As Nature Medicine went to press, the public comment period on the draft of National Institutes of Health (NIH) guide-lines for the ethical and legal use of human pluripotent stem cells in research was due to close. After receiving thousands of letters, the NIH decided to extend the time for comment by three weeks to 22 February. Scientists cannot receive NIH funding for research involving human pluripotent stem cells until the official guidelines are published in the Federal Register and the oversight process is in place. Stem cell research has the potential to yield great advances in our understanding of embryo-genesis and lead to new therapeutics for a wide variety of diseases as papers in this issue show (pages 271 and 278). Although we applaud the NIH's desire to provide careful oversight and direction in this controversial area of research, we caution that this research holds too much promise to face further delay. Therefore, the guidelines should be released as quickly as possible and should be flexible enough to accommodate changes in federal law while allowing scientists to continue research that has already advanced quite quickly with only private funding. Otherwise, federally funded scientists will fall further behind those working in the private sector, whose stem cell investigations are not subject to federal regulations or ethical requirements.

The first draft of the guidelines was released 2 December 1999 in response to reports published a year earlier describing the isolation and culture of human pluripotent stem cells. The NIH decided that research involving these cell lines required more stringent oversight than the traditional peer review process. The draft guidelines rightfully limit the source of stem cell lines to those cells “derived from early human embryos that were created for the purpose of infertility treatment and were in excess of clinical need”, and also call for the creation of an oversight committee called the Human Pluripotent Stem Cell Review Group (HPSCRG), which will ensure compliance with these guidelines. However, the NIH does not plan to release the final version of the guidelines until next summer.
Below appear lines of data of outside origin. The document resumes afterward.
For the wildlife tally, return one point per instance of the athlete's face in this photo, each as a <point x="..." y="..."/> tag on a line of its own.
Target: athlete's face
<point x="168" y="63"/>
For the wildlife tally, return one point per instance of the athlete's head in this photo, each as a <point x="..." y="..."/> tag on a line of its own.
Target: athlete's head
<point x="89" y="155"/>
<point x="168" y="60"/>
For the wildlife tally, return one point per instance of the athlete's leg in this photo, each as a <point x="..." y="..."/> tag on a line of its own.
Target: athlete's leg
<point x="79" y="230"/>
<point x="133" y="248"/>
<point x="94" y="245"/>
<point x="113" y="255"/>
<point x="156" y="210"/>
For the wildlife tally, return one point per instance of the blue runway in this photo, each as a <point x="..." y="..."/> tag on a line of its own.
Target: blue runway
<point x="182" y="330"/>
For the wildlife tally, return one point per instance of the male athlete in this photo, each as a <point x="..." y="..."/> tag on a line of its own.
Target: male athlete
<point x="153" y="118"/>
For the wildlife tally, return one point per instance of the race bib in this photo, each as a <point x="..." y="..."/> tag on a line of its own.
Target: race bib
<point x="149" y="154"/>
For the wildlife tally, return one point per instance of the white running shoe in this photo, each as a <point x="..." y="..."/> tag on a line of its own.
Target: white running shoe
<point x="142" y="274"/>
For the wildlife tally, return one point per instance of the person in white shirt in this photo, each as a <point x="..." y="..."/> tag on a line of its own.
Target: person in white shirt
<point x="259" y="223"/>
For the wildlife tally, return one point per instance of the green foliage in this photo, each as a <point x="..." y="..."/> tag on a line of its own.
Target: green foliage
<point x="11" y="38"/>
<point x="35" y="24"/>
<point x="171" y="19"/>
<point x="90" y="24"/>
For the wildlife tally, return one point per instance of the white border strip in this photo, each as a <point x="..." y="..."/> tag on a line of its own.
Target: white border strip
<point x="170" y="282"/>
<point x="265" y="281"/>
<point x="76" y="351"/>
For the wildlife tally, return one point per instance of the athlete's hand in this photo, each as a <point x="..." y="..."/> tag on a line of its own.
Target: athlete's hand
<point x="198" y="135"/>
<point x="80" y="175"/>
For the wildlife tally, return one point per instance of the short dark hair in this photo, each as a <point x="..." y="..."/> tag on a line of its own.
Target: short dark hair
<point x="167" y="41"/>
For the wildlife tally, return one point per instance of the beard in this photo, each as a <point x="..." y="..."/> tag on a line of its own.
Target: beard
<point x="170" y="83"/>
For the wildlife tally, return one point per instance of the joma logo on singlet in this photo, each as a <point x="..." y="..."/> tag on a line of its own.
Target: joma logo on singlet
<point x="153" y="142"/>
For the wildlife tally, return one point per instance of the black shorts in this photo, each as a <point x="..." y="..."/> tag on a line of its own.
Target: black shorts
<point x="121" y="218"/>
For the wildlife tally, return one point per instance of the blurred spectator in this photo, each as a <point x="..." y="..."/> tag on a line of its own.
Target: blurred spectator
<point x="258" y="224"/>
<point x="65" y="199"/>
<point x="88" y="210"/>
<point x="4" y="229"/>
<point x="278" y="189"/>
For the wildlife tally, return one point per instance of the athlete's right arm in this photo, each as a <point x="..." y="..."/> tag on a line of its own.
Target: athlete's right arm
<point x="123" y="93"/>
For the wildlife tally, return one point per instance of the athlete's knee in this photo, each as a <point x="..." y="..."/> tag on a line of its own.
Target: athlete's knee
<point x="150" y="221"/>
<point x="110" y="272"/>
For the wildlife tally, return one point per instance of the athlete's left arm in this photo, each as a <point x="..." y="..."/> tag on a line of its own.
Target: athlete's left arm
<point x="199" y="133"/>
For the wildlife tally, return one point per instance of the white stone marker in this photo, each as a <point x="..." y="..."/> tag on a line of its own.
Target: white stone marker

The research permitted by the official guidelines may depend on the final outcome of a bill recently introduced to the US Congress by Sen. Arlen Specter (R-PA) and Sen. Tom Harkin (D-IA). S. 2015, or the “Stem Cell Research Act of 2000”, calls for allowing federally funded scientists to derive their own human pluripotent stem cells from human embryos. Specter and Harkin should be applauded for trying to eliminate the current ‘two-faced’ system, which allows the use of human pluripotent cells in NIH-funded research as long as private sources derive the cells. Indeed, as long as government-funded scientists are dependent on private sources to supply them with cells (see page 237), they will always be one step behind privately funded researchers, who have immediate and unlimited access to the cells. The national bioethic advisory commission has also pointed out that basic researchers interested in the earliest stages of embryonic development are likely to make fundamental discoveries through isolating embryonic stem cells in their own laboratories. However, if the NIH does delay release of the guidelines until after Congress decides on the bill, stem cell researchers could be in for a long wait. S. 2015 is likely to face a rough road in Congress, battling congressmen like Rep. Jay Dickey (R-AR), who has equated stem cell research to the experiments in Nazi Germany and the Tuskegee syphilis experiments.

Another troubling aspect of the guidelines is that they state that NIH funding cannot be used to generate stem cell lines using somatic cell nuclear transfer. This procedure, which allows scientists to develop stem cell lines capable of differentiating into tissues such as skin, muscle, neurons or blood cells, eliminates the need for human embryonic cells. The approach has been actively developed by privately funded researchers, and Geron Corporation, one of the leading companies in the pursuit of ‘therapeutic cloning’, already holds a British patent on nuclear transfer methods. Allowing federally funded scientists to create and study these hybrid cells would help them avoid the political debate over the use of human embryonic tissue. Additionally, the guidelines should include a statement that research involving pluripotent cell lines created before the guidelines were published should be eligible for NIH support. Stem cell researchers have already experienced long delays and should not be required to spend months re-creating new cell lines, provided the cells were derived in a manner approved by the HPSCRG.

We support the creation of the guidelines and agree that research involving human pluripotent stem cells does warrant more careful review than other types of NIH-funded research. Nonetheless, the guidelines are not of any use until they are actually published in the Federal Register, and they should be written such that when they go into effect, they allow stem cell researchers to gain funding and begin their research immediately. They should also allow scientists to derive their own cell lines and generate new lines by somatic nuclear transfer, in the event that Congress decides to lift the restrictions on creation of embryonic stem cell lines by federally funded scientists. Although Congress and the public must their have their say in the use of public funds for scientific research, to the millions of suffers of debilitating diseases such as diabetes and Parkinson disease, delays in release of the guidelines only mean a longer wait for new therapies.